Most Siamese network trackers only distinguish foreground and non-semantic background. The semantic background is usually treated with a separator. When the background is messy, dimly lit, and shaded, splitter is not guaranteed, and it is impossible to distinguish target and distractors from a background in a complex environment. Such as Captcha recognition, CNN has good performance to eliminate the background noise by end-to-end learning [22], rather than the manual feature [23]. SiamFC uses a weighted loss function to eliminate the class imbalance of the positive and negative examples, which is ineffective. We repeated SiamFC and analyzed 8 sequences with poor effect in the evaluation of object tracking benchmark. These 8 sequences can be divided into two categories: one is sequence bolt and football, whose poor effect is due to the high similarity between the target and other interferences. Another is HUMAN8 and IRONMAN, whose first target environment is dark, which makes it difficult to select features and track them correctly. For the first kind, we fine-tune SiamFC using the Got10k [24] dataset on top of the original parameters. After fine-tuning and retraining, SiamFC greatly improves the tracking accuracy of BOLT and FOOTBALL sequences. However, the sequence tracking accuracy of the second kind with shadow and illumination poor environment in the first frame still has no improvement.
We find that the low accuracy of video tracking in shadow and illumination poor environment in the first frame is because of the imbalance of the semantic and non-semantic background of the features, which makes the tracker unable to distinguish the target and background interferences. Semantic segmentation is conducive in many applications, from biometric recognition to target recognition. Since a natural object may produce numerous images with a different appearance, perspective, posture, illumination, and complex background [25], it is quite challenging. Therefore, from the level of semantic segmentation of object segmentation, this paper introduces a criss-cross attention module to improve the accuracy of video tracking.
Most target tracking algorithms only focus on the processing of regional information when extracting image features. These algorithms neglect the correlation between different locations in the image, resulting in incomplete features and loss of context information, which affects the learning of feature weights. Due to the non-locality of the traditional method in CNN convolution operation, the convolution kernel size affects its receptive field, so all convolution kernels get the feature local area information. However, relative information between distant pixels is also valuable, especially when processing object tracking based on video frame data. When tracking the movement of a character. We should pay more attention to the relative positions of arms and legs, analyze from the perspective of the overall moving target, and reduce the influence of background and interference on the target from the perspective of comparison.

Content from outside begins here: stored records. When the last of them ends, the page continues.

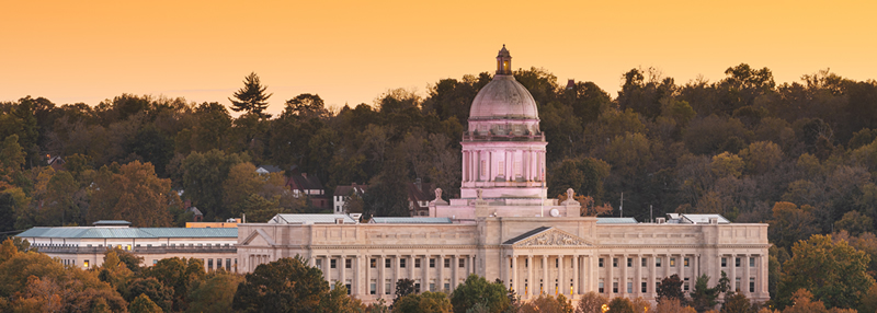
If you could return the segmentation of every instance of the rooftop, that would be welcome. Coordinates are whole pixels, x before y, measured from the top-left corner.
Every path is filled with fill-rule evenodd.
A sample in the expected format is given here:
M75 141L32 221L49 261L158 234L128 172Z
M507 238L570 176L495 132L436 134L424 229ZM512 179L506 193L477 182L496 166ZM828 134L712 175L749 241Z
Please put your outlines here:
M32 228L19 237L64 239L158 239L158 237L238 237L238 229L209 228Z

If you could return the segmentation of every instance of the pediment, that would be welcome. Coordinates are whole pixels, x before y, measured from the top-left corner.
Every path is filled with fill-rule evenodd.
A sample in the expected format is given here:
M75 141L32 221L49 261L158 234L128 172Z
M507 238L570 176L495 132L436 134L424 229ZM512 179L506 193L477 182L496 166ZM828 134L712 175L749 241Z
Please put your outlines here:
M593 243L588 240L556 228L547 228L540 231L539 229L536 229L529 233L525 233L524 235L525 236L515 237L512 240L513 242L506 242L506 244L511 244L515 247L593 245Z
M274 240L271 239L265 231L262 229L257 229L254 232L251 232L240 245L252 245L252 246L274 246Z

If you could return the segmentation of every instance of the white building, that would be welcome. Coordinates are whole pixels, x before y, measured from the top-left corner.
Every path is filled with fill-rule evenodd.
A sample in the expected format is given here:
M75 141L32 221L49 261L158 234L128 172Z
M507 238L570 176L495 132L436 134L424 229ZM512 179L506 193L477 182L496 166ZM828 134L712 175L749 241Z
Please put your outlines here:
M469 274L500 279L525 300L589 291L654 300L664 277L676 274L691 290L697 276L715 286L725 271L750 299L770 298L767 224L699 215L657 223L581 217L574 200L547 198L547 142L536 103L511 68L503 47L493 81L472 102L459 199L446 202L436 190L424 218L357 223L344 215L281 215L240 224L241 270L300 255L365 302L391 301L402 278L420 290L449 291Z
M152 266L169 257L201 258L207 270L238 268L237 228L132 228L127 221L93 227L32 228L16 235L65 265L101 266L107 250L121 248Z

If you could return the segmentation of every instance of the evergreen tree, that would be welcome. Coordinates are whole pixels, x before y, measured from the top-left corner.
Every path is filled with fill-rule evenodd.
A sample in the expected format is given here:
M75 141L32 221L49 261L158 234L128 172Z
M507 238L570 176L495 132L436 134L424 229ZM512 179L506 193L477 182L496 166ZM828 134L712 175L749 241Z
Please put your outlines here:
M228 98L232 104L231 109L254 113L265 118L271 117L271 115L262 113L267 108L267 98L273 95L273 93L265 94L266 89L267 86L262 85L262 82L259 81L259 76L251 72L243 79L243 88L234 94L235 98Z

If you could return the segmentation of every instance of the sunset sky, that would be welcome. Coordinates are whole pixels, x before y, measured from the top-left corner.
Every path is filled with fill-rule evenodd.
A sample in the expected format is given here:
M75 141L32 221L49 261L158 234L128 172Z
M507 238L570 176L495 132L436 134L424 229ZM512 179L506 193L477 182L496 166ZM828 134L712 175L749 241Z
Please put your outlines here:
M602 2L602 3L600 3ZM122 93L220 102L257 72L270 113L514 68L593 81L654 67L685 83L730 66L778 83L820 69L877 79L877 1L4 1L0 101L96 105Z

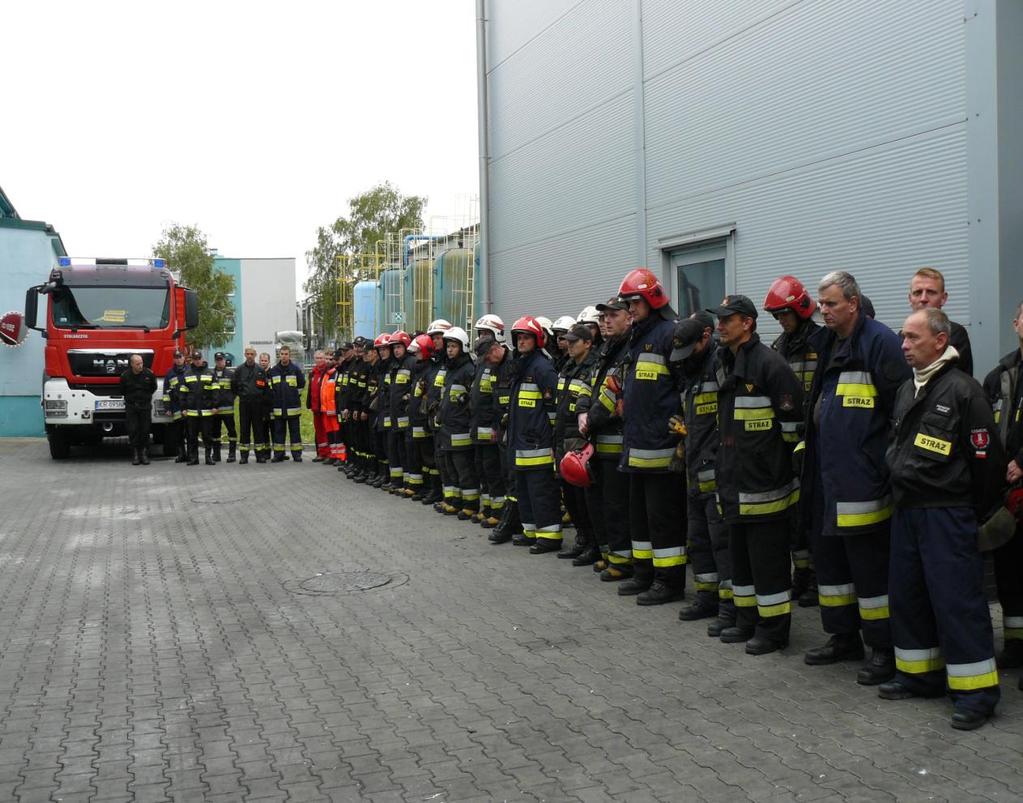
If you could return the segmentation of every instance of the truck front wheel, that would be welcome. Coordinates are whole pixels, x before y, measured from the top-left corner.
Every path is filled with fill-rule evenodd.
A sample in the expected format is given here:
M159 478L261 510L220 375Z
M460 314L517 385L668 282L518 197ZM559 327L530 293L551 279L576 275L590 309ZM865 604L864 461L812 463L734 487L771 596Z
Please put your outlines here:
M50 444L50 457L54 460L65 460L71 456L71 439L63 430L52 428L46 433L46 440Z

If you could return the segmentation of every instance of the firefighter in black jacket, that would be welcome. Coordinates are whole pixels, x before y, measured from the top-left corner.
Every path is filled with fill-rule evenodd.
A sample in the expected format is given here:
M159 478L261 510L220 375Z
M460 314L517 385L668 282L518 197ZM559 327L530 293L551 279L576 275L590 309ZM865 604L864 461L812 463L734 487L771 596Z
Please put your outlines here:
M227 366L224 352L213 355L213 381L217 384L217 414L213 427L213 461L220 462L220 435L227 430L227 461L234 462L238 447L238 434L234 429L234 368Z
M579 431L593 442L594 449L589 465L596 491L586 489L586 504L602 555L594 567L601 572L601 580L615 582L632 576L629 477L618 471L624 451L620 396L628 365L632 317L628 302L617 296L607 304L597 304L596 311L605 341L594 366L593 392L578 402Z
M697 598L678 612L683 622L715 617L707 634L720 636L736 624L731 599L728 529L717 508L717 343L714 319L697 312L675 327L671 360L681 360L685 479L688 504L686 550L693 565Z
M191 364L178 383L178 398L181 399L181 409L185 414L188 464L198 465L198 437L202 434L206 464L213 465L213 442L210 430L217 402L213 387L213 371L203 359L203 352L192 352Z
M809 343L809 339L820 328L813 320L816 308L816 302L795 276L774 279L764 299L764 310L782 326L782 333L775 338L771 348L785 357L796 378L803 384L807 400L817 368L816 346ZM792 596L799 601L800 608L811 608L817 605L817 578L810 559L809 539L801 527L794 526L792 531L792 565L795 567Z
M913 378L899 388L887 455L897 671L878 694L938 697L947 684L952 727L972 730L999 698L977 525L1003 498L1007 460L988 400L957 367L949 333L948 317L933 308L902 326Z
M984 380L984 392L991 402L998 438L1009 456L1006 480L1018 484L1023 480L1023 303L1016 309L1013 327L1019 348L998 360ZM1023 526L1017 526L1016 535L992 554L1005 637L998 666L1020 667L1023 666ZM1023 678L1020 687L1023 688Z
M181 412L181 399L178 396L178 383L185 374L185 355L174 352L174 362L171 369L164 375L164 408L171 414L171 422L164 432L164 454L175 453L174 462L184 462L188 459L185 453L185 422Z
M477 331L480 330L480 321L477 321ZM498 333L500 341L497 340ZM497 444L499 420L495 392L501 365L510 359L503 341L503 325L496 331L483 330L476 344L476 376L473 378L470 395L470 430L476 453L476 473L480 478L480 512L474 517L474 521L486 529L496 527L498 520L504 515L505 474Z
M785 359L760 342L757 309L727 296L718 317L717 496L728 525L736 624L725 642L763 655L789 643L789 531L799 501L792 443L803 419L803 388ZM755 459L751 459L755 456Z
M155 374L145 367L142 355L131 355L128 370L121 374L121 395L125 398L132 465L149 464L149 429L152 426L152 394L155 392Z
M554 458L561 465L566 452L581 448L585 439L579 431L579 402L588 400L593 394L593 370L596 366L596 350L593 348L593 332L585 323L576 323L565 332L568 359L562 365L561 390L558 393L558 412L554 418ZM563 560L572 561L573 566L592 566L601 552L597 538L589 518L584 489L562 479L562 498L576 528L575 544L558 553Z
M437 423L444 440L445 488L443 511L469 521L480 509L480 480L476 474L470 389L476 366L469 355L469 334L460 326L444 332L447 372L441 391Z
M292 459L302 462L302 389L306 376L292 362L292 350L280 347L279 360L270 368L273 393L273 462L284 460L284 442L292 439Z
M662 605L681 599L685 589L685 479L674 460L679 437L671 429L682 406L668 365L675 313L661 282L646 268L630 271L618 296L632 315L619 469L629 475L634 561L634 574L618 593L638 594L638 605Z
M270 454L270 444L266 442L263 414L270 402L270 377L256 362L256 349L247 346L246 361L231 374L231 391L238 398L238 425L241 430L242 465L249 462L251 444L255 441L256 462L266 462Z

The attention model is widely used in various tasks [26], which can enhance the representational power of the network by modeling the channel relations in the attention mechanism [27]. Chen et al. [28] used several attention masks to fuse feature maps or predictions from different branches. Pan et al. [29] used data augment to train the model. Wang et al. [30] proposed a non-local method, which generated a huge attention graph by calculating the relationship matrix between each spatial point in the feature graph, and then paid attention to guide intensive contextual information aggregation. Fu et al. [31] used the self-attention model to obtain contextual information. Zhao et al. [32] learned an attention map to aggregate contextual information for each point adaptively and specifically. Huang et al. [33] put forward the criss-cross module, which collected contextual information in horizontal and vertical directions, processed information globally, and better analyzed the integrity of the image. It strengthened the correlation between the target and non-target, and can add the correlation information between the remote pixels into the object tracking network, to obtain more informative feature maps and capture the full text of the message [34], which can improve the performance of tracking network.

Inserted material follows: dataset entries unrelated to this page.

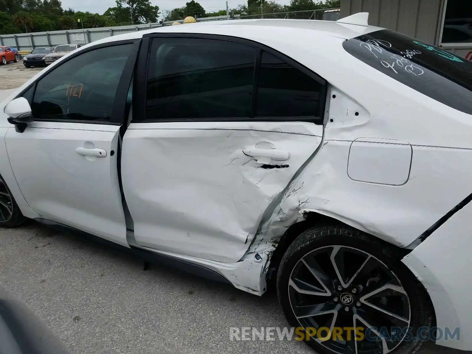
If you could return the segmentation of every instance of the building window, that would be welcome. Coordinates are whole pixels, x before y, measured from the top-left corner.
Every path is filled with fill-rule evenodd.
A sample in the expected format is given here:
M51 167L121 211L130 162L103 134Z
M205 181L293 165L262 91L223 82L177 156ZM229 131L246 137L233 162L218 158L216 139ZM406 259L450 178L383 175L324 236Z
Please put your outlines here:
M441 42L472 43L472 1L446 0Z

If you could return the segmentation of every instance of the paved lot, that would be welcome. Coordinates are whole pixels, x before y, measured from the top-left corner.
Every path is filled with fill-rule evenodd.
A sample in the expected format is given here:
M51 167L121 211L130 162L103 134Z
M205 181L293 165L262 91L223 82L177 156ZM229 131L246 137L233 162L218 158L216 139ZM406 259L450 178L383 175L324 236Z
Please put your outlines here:
M14 88L40 70L0 67L0 83ZM144 271L129 254L33 221L0 229L0 283L74 353L313 353L295 341L229 341L230 327L287 325L274 292L259 297L163 267ZM461 353L430 343L418 352Z
M27 81L44 67L26 68L21 62L0 66L0 88L2 90L16 88Z
M236 342L230 327L287 326L261 297L31 222L0 229L0 283L75 353L312 353L295 341ZM427 344L422 354L458 354Z

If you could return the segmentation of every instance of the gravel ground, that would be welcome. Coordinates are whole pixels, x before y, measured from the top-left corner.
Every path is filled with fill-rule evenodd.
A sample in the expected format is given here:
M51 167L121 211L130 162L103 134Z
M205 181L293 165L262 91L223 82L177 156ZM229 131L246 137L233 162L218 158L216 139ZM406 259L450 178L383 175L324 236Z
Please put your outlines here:
M0 65L0 88L8 90L19 87L43 68L42 67L27 68L21 61Z
M42 69L0 66L1 87L19 87ZM0 101L8 94L0 91ZM0 229L0 283L74 353L313 353L296 341L230 341L230 327L287 325L273 292L259 297L163 267L143 270L130 254L33 221ZM432 343L418 352L462 353Z
M74 353L313 352L295 341L230 341L230 327L287 324L261 297L62 234L34 222L0 229L0 283ZM421 354L461 352L424 345Z

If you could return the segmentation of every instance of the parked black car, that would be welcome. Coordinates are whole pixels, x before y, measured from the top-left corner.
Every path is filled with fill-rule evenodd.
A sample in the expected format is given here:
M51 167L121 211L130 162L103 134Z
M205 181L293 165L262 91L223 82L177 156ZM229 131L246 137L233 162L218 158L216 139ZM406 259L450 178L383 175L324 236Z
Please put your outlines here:
M35 48L29 54L23 57L23 64L26 67L36 65L45 65L44 56L51 51L51 48Z
M28 307L0 286L0 354L72 354Z

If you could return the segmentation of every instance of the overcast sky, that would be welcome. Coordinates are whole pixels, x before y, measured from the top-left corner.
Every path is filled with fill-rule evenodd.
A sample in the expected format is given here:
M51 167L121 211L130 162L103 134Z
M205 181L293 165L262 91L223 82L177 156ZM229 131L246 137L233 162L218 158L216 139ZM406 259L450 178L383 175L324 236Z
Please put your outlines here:
M185 6L185 3L188 1L189 0L151 0L151 3L157 5L161 10L170 10ZM290 0L276 1L282 5L290 2ZM80 1L77 1L77 0L61 0L61 2L62 8L64 9L70 8L76 11L88 11L99 14L103 13L109 8L116 6L114 0L81 0ZM226 0L199 0L197 2L209 12L225 8L226 6ZM237 6L238 4L244 2L244 0L229 0L229 8L235 8Z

For the complex tracking task and high-quality training data, we propose a criss-cross attention Siamese network for end-to-end offline training based on large-scale image pairs. It includes Siamese sub-network for feature extraction and a cross-attention sub-network for feature enhancement. We use two branches of Siamese sub-network to extract the features of template frames and detection frames simultaneously. Aiming at the imbalance between non-semantic background and semantic interference, we firstly use dilation convolutions on the output feature map of template frame branches of Siamese sub-network to obtain more intensive information. Then we use the cross-attention module to analyze the correlation within the template frame feature map, to distinguish more accurately the semantic, non-semantic background, and semantic background, and improve the overall situation. The cross-correlation function is used to calculate the end output characteristic graph of the two branches to get the score map. Finally, the score map is transformed into the tracking block diagram. SiamCC network effectively solves the tracking problem in the shadow and illumination poor environment of the first frame. In the object tracking benchmark(OTB100) [35], SiamCC runs at a maximum speed of 90 frames per second. In terms of accuracy, the sequence accuracy of dim light and shadow has been greatly improved. Especially, the HUMAN8 accuracy score of the sequence has been improved from 0.09 to 0.89 compared with the original SiamFC, and the success rate has been improved from 0.07 to 0.55.
In this paper, we propose a novel Siamese network object tracking method based on criss-cross attention feature enhancement. The contributions can be summarized as the following three aspects.
1. We evaluate and analyze the SiamFC, and find two main reasons for the poor object tracking: the influence of target similar interferences and the limit of dim light and shadow.
2. We have fine-tuned and retrained the SiamFC. Compared with the results of the original SiamFC, the overall accuracy is slightly improved, which solves the impact of object similar interferences in a small range.
3. We propose a SiamCC network that uses the cross focus module to improve the correlation between features of the whole image, which strengthens the target features and greatly improves the tracking effect of poor light and shadow environment.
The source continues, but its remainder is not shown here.